To add a little variety to Mr Murdock’s day, Mr Mohammed asked him to check the NOMAD deliveries for a residential home. He seemed to recognise most of the drugs by their shape, markings and colour, but we decided to test his cognitive skills.

We gave him an unlabelled NOMAD box filled with nitrazepam, Adalat and atenolol 50 – and he identified them all correctly.

So what was it like to go back to the floor?

“It took a little while to get into it but once I started to hit my stride it was not as bad as you might think,” he said.

Relevant information

Having experienced a situation only too familiar to many locum pharmacists, Mr Murdock reiterated the importance of retaining as many records on the computer as possible. He also saw the urgent need for pharmacists to be given access to other relevant information in order to be able to make informed decisions.

“Pharmacy often works in isolation and this is absolutely ridiculous,” he said.

At no point had he felt uncomfortable and he would have been quite happy to supply EHC if it had been requested. He did admit, however, that if the store had offered diagnostic services, he would not have been entirely comfortable doing them.

Mr Mohammed was definitely impressed. “His counselling was very good, his knowledge seemed up to scratch and it was good to see him use the BNF as well,” he said

He was, however, very surprised to find that the superintendent pharmacist was not familiar with the Lloydspharmacy IT system.

While neither of the two pharmacists had been rushed off their feet, it had been a busy day, emphasising the difficulties pharmacists face in terms of finding time for any new roles.

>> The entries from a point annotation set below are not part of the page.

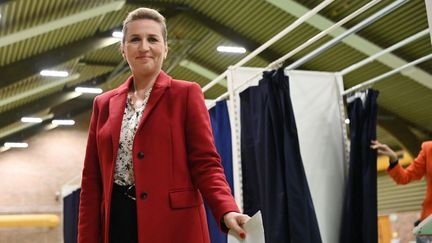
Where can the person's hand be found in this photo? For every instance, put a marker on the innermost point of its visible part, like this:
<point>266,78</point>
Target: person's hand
<point>383,149</point>
<point>235,221</point>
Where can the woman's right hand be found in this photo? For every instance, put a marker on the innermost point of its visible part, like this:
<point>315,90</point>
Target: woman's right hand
<point>383,149</point>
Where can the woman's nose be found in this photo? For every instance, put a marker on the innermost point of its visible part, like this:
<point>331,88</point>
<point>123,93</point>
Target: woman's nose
<point>144,46</point>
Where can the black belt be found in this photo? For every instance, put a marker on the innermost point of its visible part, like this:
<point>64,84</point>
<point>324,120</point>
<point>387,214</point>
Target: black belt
<point>128,190</point>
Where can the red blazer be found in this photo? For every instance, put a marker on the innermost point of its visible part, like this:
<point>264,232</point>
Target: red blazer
<point>421,166</point>
<point>180,164</point>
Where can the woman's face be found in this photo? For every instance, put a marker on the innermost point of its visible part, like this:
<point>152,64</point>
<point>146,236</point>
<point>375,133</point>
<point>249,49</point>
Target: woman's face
<point>144,47</point>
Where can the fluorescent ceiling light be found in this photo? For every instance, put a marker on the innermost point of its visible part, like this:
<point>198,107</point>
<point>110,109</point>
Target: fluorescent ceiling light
<point>88,90</point>
<point>15,145</point>
<point>231,49</point>
<point>53,73</point>
<point>63,122</point>
<point>117,34</point>
<point>31,119</point>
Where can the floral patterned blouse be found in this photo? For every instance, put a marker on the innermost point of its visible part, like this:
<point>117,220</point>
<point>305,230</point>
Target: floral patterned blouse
<point>124,174</point>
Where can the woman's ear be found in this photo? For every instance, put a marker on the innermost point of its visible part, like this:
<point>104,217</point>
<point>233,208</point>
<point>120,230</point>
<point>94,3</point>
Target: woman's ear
<point>166,52</point>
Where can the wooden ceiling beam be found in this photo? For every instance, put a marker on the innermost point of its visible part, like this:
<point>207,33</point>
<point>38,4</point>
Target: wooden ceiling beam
<point>223,30</point>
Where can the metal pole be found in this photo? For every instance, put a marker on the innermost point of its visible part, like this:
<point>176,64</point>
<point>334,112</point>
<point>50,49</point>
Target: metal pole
<point>354,29</point>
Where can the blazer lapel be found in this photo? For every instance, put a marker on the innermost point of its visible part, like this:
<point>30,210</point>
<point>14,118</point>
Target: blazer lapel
<point>162,83</point>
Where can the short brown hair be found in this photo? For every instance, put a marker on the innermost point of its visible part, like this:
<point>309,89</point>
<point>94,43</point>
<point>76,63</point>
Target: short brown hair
<point>145,13</point>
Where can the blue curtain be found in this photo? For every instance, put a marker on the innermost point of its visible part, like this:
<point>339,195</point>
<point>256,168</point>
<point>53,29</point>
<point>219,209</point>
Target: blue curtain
<point>70,216</point>
<point>222,134</point>
<point>274,180</point>
<point>359,221</point>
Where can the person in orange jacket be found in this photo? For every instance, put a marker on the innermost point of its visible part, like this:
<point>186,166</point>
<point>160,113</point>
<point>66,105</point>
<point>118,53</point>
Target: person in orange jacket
<point>421,166</point>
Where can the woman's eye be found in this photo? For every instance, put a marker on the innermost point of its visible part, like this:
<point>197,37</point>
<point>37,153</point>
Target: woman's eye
<point>152,40</point>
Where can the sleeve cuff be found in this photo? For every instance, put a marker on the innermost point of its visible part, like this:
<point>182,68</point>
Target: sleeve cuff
<point>393,164</point>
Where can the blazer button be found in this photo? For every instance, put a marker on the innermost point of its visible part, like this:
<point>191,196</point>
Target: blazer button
<point>143,195</point>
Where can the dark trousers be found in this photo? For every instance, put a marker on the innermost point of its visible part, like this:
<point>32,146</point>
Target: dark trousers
<point>123,218</point>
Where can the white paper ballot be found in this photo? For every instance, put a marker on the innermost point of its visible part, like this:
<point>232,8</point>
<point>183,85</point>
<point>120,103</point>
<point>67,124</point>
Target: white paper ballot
<point>254,231</point>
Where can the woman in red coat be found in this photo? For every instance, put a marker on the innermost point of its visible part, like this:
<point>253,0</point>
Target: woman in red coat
<point>150,153</point>
<point>421,166</point>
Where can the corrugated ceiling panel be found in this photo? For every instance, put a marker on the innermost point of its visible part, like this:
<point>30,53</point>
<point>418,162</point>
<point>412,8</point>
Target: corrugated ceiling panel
<point>406,20</point>
<point>109,54</point>
<point>19,15</point>
<point>399,198</point>
<point>407,99</point>
<point>115,18</point>
<point>41,43</point>
<point>88,72</point>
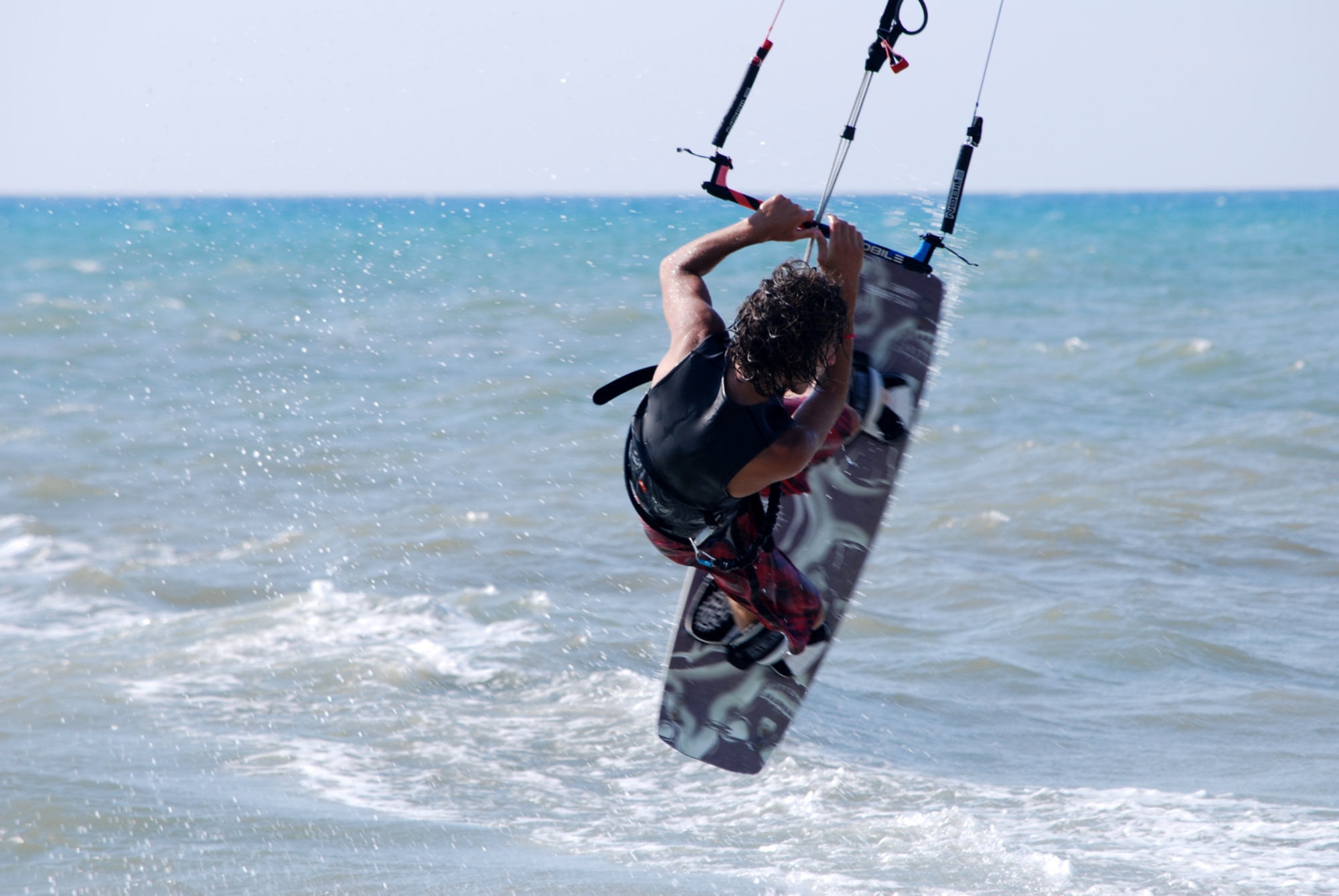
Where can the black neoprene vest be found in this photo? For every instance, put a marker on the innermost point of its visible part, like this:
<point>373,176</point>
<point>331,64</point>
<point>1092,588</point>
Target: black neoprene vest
<point>689,440</point>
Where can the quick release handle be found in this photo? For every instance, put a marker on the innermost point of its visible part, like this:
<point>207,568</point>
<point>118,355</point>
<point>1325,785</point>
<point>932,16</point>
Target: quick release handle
<point>955,190</point>
<point>741,95</point>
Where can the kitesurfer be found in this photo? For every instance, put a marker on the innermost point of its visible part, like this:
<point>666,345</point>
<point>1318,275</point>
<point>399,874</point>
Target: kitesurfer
<point>734,412</point>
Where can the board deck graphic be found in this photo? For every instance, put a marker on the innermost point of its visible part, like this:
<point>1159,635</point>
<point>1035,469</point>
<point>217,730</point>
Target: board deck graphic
<point>734,719</point>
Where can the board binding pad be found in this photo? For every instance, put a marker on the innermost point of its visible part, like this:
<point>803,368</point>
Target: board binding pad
<point>732,717</point>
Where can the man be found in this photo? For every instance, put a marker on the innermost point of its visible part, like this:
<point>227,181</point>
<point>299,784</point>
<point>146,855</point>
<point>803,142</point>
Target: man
<point>737,411</point>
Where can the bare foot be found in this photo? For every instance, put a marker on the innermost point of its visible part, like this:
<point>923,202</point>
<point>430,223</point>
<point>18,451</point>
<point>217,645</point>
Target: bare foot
<point>744,617</point>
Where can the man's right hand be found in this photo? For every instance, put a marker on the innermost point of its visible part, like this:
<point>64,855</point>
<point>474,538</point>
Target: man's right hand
<point>780,219</point>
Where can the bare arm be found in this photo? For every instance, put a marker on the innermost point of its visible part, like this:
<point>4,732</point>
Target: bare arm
<point>688,304</point>
<point>842,258</point>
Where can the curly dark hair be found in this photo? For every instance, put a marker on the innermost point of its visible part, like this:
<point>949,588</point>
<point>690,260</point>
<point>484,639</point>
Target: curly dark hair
<point>787,329</point>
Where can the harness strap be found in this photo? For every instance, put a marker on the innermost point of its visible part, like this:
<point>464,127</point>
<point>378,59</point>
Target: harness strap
<point>746,558</point>
<point>627,383</point>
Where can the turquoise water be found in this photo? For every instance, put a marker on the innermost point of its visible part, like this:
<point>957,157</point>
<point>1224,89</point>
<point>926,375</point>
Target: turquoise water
<point>317,575</point>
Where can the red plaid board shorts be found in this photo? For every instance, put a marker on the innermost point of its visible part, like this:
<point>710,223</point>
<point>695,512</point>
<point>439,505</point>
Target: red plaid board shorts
<point>773,588</point>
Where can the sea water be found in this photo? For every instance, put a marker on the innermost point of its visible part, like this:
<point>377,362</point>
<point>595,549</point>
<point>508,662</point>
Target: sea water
<point>318,577</point>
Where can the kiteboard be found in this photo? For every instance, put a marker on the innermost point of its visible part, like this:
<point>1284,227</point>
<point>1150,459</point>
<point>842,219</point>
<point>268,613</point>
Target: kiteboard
<point>733,717</point>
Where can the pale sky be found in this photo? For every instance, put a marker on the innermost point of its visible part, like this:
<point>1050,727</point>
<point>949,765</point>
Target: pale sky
<point>593,96</point>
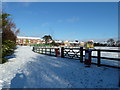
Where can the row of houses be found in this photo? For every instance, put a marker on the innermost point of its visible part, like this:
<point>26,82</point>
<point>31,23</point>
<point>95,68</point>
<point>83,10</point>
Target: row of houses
<point>36,40</point>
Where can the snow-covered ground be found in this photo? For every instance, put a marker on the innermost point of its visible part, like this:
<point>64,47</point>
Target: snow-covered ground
<point>27,69</point>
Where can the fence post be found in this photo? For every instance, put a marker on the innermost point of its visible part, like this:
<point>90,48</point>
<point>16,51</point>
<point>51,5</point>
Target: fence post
<point>81,54</point>
<point>33,48</point>
<point>45,50</point>
<point>98,58</point>
<point>62,52</point>
<point>50,51</point>
<point>42,50</point>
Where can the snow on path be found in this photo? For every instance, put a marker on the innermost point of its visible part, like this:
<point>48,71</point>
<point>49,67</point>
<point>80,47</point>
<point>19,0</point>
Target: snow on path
<point>32,70</point>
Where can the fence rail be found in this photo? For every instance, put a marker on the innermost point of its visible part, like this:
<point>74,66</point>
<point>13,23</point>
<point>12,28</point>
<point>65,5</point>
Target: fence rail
<point>77,53</point>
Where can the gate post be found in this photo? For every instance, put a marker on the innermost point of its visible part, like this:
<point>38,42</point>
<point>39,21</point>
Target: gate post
<point>98,58</point>
<point>88,57</point>
<point>81,54</point>
<point>62,52</point>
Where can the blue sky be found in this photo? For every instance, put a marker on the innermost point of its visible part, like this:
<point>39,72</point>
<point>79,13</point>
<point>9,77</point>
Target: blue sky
<point>65,20</point>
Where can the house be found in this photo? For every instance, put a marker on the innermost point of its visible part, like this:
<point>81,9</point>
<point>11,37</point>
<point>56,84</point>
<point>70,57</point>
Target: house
<point>28,40</point>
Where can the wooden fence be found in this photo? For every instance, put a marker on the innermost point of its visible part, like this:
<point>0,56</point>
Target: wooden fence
<point>77,53</point>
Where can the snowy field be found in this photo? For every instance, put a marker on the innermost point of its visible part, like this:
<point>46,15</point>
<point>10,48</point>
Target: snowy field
<point>27,69</point>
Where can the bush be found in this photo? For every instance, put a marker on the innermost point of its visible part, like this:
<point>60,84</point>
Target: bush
<point>8,48</point>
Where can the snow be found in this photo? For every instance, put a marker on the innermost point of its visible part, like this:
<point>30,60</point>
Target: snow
<point>20,37</point>
<point>27,69</point>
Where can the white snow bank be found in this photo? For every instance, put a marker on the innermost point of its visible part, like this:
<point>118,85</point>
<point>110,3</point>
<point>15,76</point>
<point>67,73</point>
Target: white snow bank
<point>32,70</point>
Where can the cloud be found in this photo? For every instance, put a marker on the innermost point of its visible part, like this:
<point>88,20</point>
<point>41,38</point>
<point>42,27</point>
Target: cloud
<point>73,19</point>
<point>60,21</point>
<point>45,24</point>
<point>60,0</point>
<point>26,4</point>
<point>69,20</point>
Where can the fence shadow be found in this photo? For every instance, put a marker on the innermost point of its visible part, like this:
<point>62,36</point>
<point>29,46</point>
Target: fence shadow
<point>18,81</point>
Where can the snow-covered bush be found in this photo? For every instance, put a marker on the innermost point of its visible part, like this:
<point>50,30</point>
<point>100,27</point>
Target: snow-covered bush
<point>8,48</point>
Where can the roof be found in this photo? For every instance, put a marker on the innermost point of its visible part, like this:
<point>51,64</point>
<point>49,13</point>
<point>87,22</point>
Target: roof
<point>20,37</point>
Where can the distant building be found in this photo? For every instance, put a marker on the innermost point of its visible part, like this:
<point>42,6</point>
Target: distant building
<point>28,40</point>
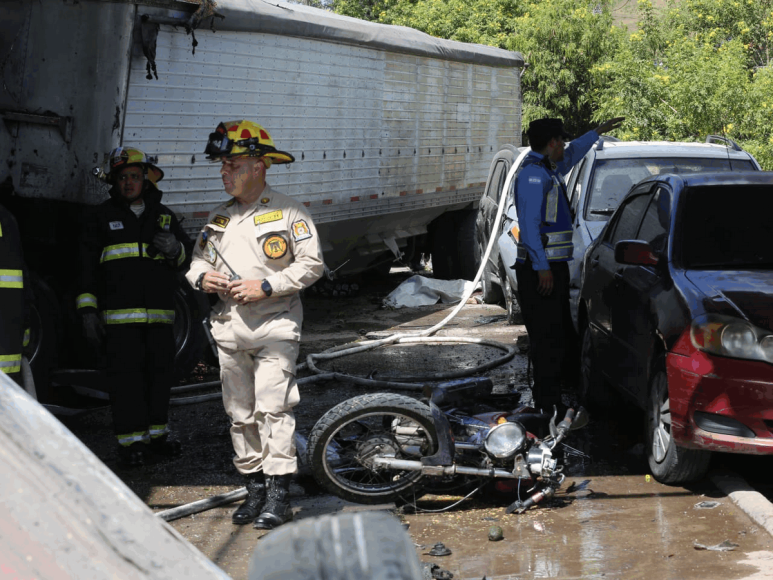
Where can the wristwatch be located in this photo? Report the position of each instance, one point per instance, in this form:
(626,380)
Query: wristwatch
(266,287)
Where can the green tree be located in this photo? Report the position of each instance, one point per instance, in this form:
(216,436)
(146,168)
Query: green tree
(563,41)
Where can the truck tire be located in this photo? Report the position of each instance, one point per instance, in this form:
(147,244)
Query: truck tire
(191,307)
(454,249)
(340,546)
(45,335)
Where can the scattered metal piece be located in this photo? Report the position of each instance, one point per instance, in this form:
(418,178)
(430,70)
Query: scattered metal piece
(439,549)
(578,486)
(706,505)
(495,534)
(726,546)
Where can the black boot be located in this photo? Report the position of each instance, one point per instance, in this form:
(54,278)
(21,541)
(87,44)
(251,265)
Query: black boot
(132,455)
(256,499)
(165,446)
(277,510)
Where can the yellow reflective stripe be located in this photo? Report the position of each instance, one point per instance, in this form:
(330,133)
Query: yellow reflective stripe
(555,238)
(129,438)
(11,279)
(164,316)
(85,300)
(158,430)
(119,251)
(10,363)
(181,257)
(126,315)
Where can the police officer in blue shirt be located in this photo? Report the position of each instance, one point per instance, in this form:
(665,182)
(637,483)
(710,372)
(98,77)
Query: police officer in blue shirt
(544,250)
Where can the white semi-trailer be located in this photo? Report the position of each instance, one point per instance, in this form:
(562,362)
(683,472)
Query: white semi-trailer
(393,130)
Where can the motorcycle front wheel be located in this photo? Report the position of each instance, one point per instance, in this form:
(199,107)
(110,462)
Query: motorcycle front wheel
(346,440)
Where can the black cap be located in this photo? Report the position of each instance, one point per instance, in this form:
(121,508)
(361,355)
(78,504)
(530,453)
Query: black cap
(548,128)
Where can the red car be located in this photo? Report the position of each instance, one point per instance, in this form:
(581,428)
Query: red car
(676,313)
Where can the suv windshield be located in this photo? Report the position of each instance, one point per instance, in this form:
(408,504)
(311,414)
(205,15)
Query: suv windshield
(727,227)
(612,178)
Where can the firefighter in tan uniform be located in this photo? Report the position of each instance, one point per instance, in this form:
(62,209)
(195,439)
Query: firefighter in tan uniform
(257,252)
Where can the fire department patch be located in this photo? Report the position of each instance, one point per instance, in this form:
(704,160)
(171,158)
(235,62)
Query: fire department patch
(271,216)
(275,246)
(209,253)
(220,220)
(301,231)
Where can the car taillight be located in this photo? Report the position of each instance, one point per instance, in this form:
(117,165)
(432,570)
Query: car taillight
(731,337)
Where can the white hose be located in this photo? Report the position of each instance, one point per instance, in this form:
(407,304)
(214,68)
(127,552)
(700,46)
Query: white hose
(425,337)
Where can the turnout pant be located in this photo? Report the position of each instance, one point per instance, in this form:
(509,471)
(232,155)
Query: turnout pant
(140,369)
(553,343)
(259,393)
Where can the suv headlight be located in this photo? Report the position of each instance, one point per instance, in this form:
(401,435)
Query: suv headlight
(731,337)
(505,440)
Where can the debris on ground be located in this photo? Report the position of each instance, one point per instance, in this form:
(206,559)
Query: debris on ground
(706,505)
(726,546)
(439,549)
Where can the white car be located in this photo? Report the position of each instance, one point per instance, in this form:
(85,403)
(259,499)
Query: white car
(595,187)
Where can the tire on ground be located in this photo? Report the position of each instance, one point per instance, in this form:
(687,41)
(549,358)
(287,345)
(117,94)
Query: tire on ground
(669,463)
(340,546)
(191,307)
(347,412)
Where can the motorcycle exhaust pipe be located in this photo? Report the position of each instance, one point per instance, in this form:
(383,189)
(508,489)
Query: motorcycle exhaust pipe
(407,465)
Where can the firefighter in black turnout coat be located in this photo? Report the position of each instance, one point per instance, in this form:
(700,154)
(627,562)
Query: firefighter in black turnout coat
(15,296)
(131,249)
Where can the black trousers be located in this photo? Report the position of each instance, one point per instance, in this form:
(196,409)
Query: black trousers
(140,369)
(553,342)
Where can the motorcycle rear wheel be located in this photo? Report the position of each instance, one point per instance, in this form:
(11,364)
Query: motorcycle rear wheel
(346,439)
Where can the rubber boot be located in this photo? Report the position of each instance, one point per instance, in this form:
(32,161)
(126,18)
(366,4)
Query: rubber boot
(132,455)
(256,499)
(277,510)
(165,447)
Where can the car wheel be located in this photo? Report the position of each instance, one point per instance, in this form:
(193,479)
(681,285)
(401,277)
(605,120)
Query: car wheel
(668,462)
(511,303)
(594,391)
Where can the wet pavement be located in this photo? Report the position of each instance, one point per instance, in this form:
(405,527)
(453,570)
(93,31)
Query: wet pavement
(620,524)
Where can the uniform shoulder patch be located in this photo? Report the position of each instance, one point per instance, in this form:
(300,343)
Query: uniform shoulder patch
(271,216)
(301,231)
(275,246)
(220,220)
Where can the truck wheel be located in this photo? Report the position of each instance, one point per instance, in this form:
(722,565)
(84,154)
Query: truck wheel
(454,249)
(190,308)
(45,331)
(467,257)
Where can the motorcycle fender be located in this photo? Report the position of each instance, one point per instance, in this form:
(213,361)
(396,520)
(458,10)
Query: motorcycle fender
(446,450)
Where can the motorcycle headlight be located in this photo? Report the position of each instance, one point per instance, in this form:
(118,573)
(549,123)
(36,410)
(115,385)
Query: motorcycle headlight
(505,440)
(732,337)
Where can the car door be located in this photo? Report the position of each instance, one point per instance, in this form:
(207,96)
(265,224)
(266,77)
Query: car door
(601,283)
(633,314)
(489,203)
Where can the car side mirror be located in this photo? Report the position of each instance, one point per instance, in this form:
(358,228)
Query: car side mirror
(635,253)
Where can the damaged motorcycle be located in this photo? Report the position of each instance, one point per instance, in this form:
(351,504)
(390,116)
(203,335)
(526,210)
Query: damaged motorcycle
(384,447)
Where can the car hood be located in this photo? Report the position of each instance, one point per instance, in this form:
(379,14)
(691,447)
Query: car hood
(732,291)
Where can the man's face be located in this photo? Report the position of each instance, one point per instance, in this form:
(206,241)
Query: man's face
(242,175)
(557,152)
(130,181)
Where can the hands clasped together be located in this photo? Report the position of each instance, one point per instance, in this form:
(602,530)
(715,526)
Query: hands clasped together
(243,291)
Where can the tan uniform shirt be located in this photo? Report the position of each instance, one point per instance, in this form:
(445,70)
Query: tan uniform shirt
(272,239)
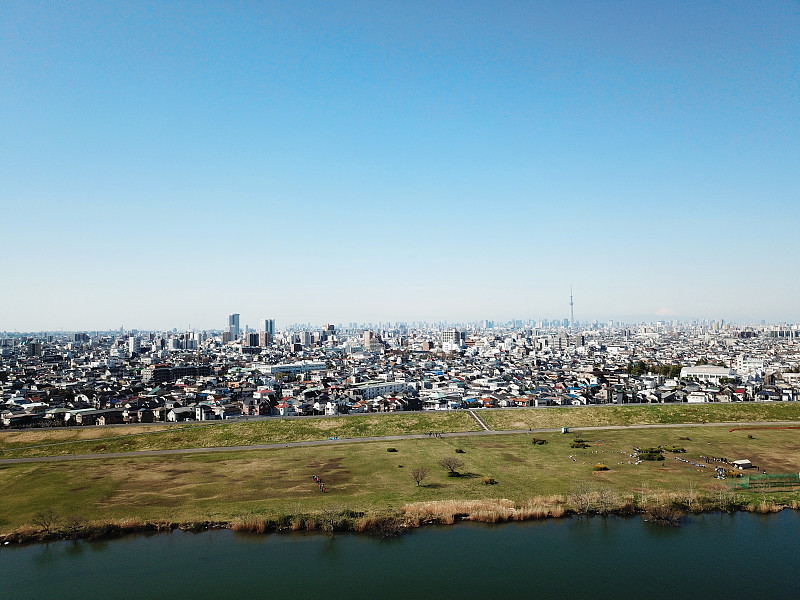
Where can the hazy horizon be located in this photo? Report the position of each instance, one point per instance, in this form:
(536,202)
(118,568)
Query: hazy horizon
(168,164)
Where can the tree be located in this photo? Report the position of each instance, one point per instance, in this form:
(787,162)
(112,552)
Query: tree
(419,474)
(46,519)
(452,464)
(74,525)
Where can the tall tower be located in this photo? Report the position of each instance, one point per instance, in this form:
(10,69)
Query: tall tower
(233,325)
(571,309)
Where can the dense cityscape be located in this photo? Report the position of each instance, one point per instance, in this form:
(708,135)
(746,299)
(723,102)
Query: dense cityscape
(98,378)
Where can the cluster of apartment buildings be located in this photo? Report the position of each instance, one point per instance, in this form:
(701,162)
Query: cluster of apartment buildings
(55,379)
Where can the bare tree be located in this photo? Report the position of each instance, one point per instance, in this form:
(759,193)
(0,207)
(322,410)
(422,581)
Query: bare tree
(331,518)
(452,464)
(419,474)
(607,499)
(74,525)
(46,519)
(581,497)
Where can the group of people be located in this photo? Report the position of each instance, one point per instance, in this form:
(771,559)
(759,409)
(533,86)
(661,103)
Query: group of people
(318,481)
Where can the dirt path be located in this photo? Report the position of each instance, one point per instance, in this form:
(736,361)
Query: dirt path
(387,438)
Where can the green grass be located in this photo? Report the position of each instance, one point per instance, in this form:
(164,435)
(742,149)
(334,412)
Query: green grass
(600,416)
(33,443)
(364,476)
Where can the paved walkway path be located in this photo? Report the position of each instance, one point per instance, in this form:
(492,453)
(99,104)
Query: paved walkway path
(480,421)
(387,438)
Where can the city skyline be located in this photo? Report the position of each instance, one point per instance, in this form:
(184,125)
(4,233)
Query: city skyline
(171,164)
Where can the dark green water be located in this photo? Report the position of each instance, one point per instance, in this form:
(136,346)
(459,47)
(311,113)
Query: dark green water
(710,556)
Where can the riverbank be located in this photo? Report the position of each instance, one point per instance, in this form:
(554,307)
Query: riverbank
(591,471)
(661,509)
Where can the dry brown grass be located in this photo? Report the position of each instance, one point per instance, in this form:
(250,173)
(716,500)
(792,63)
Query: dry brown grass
(250,524)
(131,524)
(491,510)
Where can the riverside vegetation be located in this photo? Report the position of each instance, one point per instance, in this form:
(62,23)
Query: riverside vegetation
(372,490)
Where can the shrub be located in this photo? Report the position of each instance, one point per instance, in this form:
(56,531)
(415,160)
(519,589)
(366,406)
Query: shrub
(650,454)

“There is a shortage of pharmacists, the number of scripts is rising and there are all these new roles. We do need to address the skill- mixing issue and train technicians to take over some of the pharmacist’s roles under protocols. There is no reason why that time cannot be freed up,” said Mr Murdock.

His solution would be that community pharmacy follows the practice in hospitals, where technicians, rather than the pharmacist, are responsible for checking prescriptions.

Mr Murdock accepted that there would be a time gap and that it might take two to three years to train a checking technician.

“It is imperative that we start addressing this issue seriously now, otherwise we are holding those new roles back,” he said.

He was adamant that the cost issue should not come down to just the company or pharmacy proprietor.

“The paradox we have got is that the Government wants pharmacists to deliver a greater pharmaceutical service, but when it comes to funding it, they are unwilling for the NHS to provide the resources,” said he said. He added that the Government had got to recognise that the funding needed to run the new services may not be insubstantial and that some of it at least should come from the NHS.

So, how would he feel about going back to the dispensary full time?

Mr Murdock admitted that boredom might have played a not insignificant part in his decision to seek a career change. He insisted, however, that “if I had to go back I think I could. There is enough going on in pharmacy now for people to get involved in all the challenging things. I’d survive”.